The Psychopath: A True Story(37)



Almost immediately, the form of Will Jordan’s conversation changed. Initially he used far more body language and shrugs, nods and hand gestures. Watching, I remembered what Dr Woodworth has said about spending time with a psychopath, that it is almost hypnotic and that a lot of the communication is through body language rather than individual words.

Will explained that it was completely understandable that she had mixed feelings and that he accepted that. That he could grovel but really he wanted her to see the bigger picture first, to know everything so he could then apologise for the right things because not everything he had told her was a lie.

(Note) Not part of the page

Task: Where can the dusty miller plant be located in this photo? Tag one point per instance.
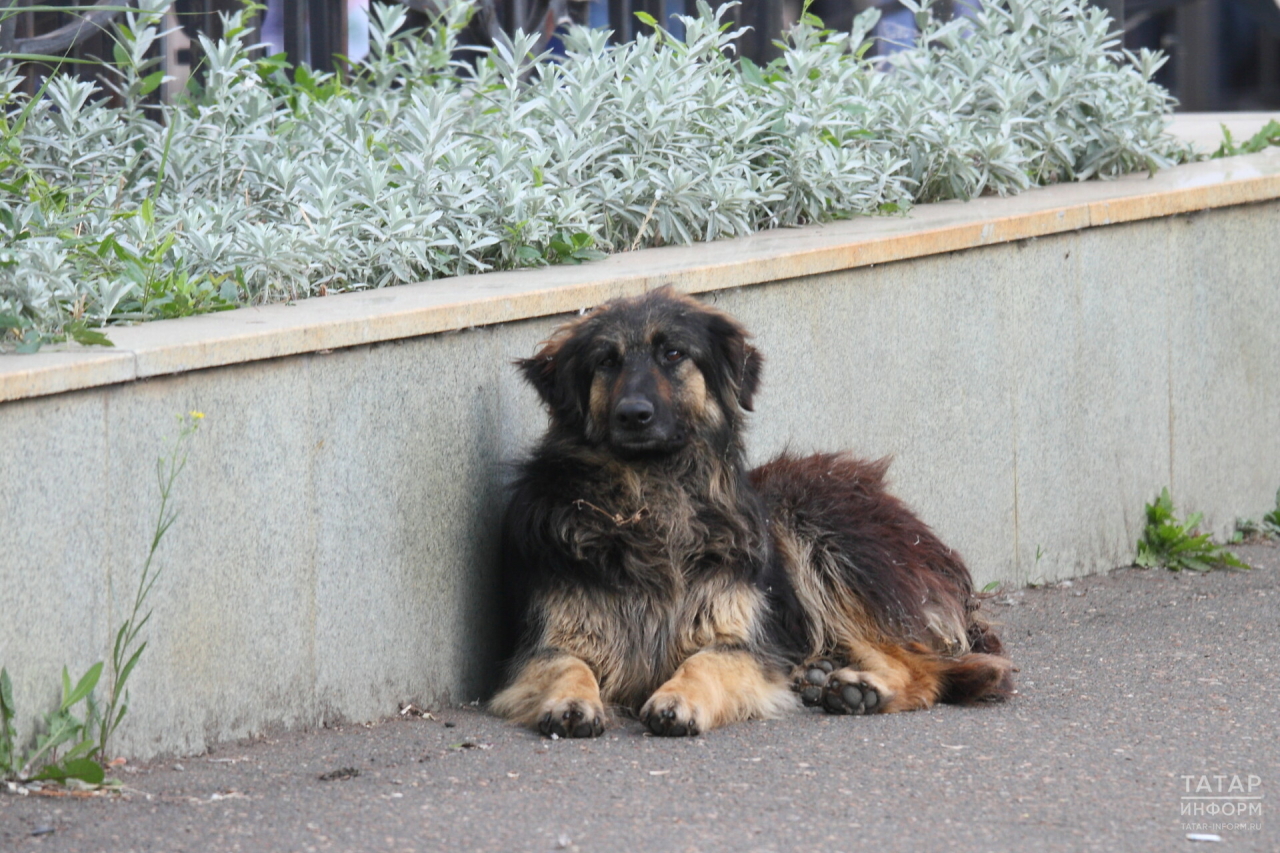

He said that he could provide clarity but she would have to be in the right frame of mind, like when she was working at the hospital and having to tell people what was wrong with them and what wasn’t, what they needed to do and when they needed to do it. It didn’t matter what she said to those patients and how clearly she put it – if they were not in the right frame of mind they wouldn’t see it. He said that similarly if she wasn’t in the right frame of mind, no matter what he said she wouldn’t believe him.

Will was already reframing the situation.

He then brought up the idea of the relationship not ‘carrying forward’ – that it wouldn’t matter so much to him if he didn’t care, that it would be easy to walk away if things were ‘not balanced’.

Will was being deliberately vague and using unusually bland and vague terms for normal situations. This is done on purpose to keep the target focused on trying to understand what he is saying and distracting them from the point of the discussion.

Will admitted that he had already apologised for not telling Mischele the truth sooner and agreed that he should grovel about that, but that he didn’t want to keep going over old ground. Mischele agreed.

Then Will started to explain, using word salad, that he hadn’t done half the things he’d been accused of. That he was guilty of hurting people emotionally, yes, but that he’d been ‘trollied’ and set up. He wanted to break it all down into its basic parts so that Mischele could see the bigger picture and understand it all.

They then went on to discuss the situation between them and Will laid the groundwork of mistrust. He spent a good while talking about trust and knowing each other. He talked about being able to walk away, but then immediately stated that he had never done that. He had only ever stopped talking to someone and walked out of their lives after they had asked him to – he had never just disappeared. He had invested too much in Mischele to do that to her.

Mischele mentioned the paedophile conviction and that it was pretty hard for her to take – it was the last straw for her.

Initially, Will changed the subject to money. He said that his wife had had him over a barrel for twelve years after they were married and started to rant about how much money he had earned. That he had provided for his family and earned half a million, five times over, in the course of a year.

The distraction worked and Mischele moved on.

They then discussed the nanny who had committed suicide – the girl who had an affair with Will Jordan in the 1990s and, when rejected, had taken an overdose of paracetamol. Will talked about how he was there with her at the end and how she had been emotionally damaged by her own family. Her family were there at the end as well, and they blamed him, but he said that he just had to take that on the chin.

The conversation moved on to Will’s wife in England, the woman who had contacted me on 5 April 2006 and been married to him when he targeted me. Will then told the story of how they had got together, how she was fun and although seven years older than him was still quite young when they met. She had been hurting and in the process of separating from her husband who was physically abusive. He said that she was pretty thin and ‘very unremarkable’ physically but a really nice person. She was weird and fun. He described her as ‘very strong-willed, very loud-mouthed’ and when she clashed with her ex it would end in a drag-out fight, something that Will said he could never have done. However, despite knowing this, he said, they had got together. She had liked his ability to make money, and he had liked her maternal side.

A lot of what this woman did had been about giving back to people in her life that she felt she owed. Again, that had fed Will’s ego. They had bought her father a house, and a place for her aunt and uncle. They even took care of her mum. She had wanted him to make money and leave her alone to get on with her own life, and he had wanted the base and the challenge of getting out and ‘chasing the dollar’. He even described it as ‘better than sex sometimes’. It seemed like a good arrangement.

He explained that his wife in England liked the good life. She liked having the nannies, and to go travelling around the USA for a month – from one side of the country to another – and implied that she didn’t really want him around. Will was OK with that, because it meant more time to himself. They were married but they lived very separate lives.

He talked about how he had had his ‘partners’ and she had ‘played on the other side too’, but within the midst of that was her religion. It had never left her and being in an open relationship like that didn’t look good from the outside. Her family had got involved.

His wife had been fine with him having affairs as long as it wasn’t in her face, but when his sister-in-law found out, she was furious and came after Will for cheating on her sibling.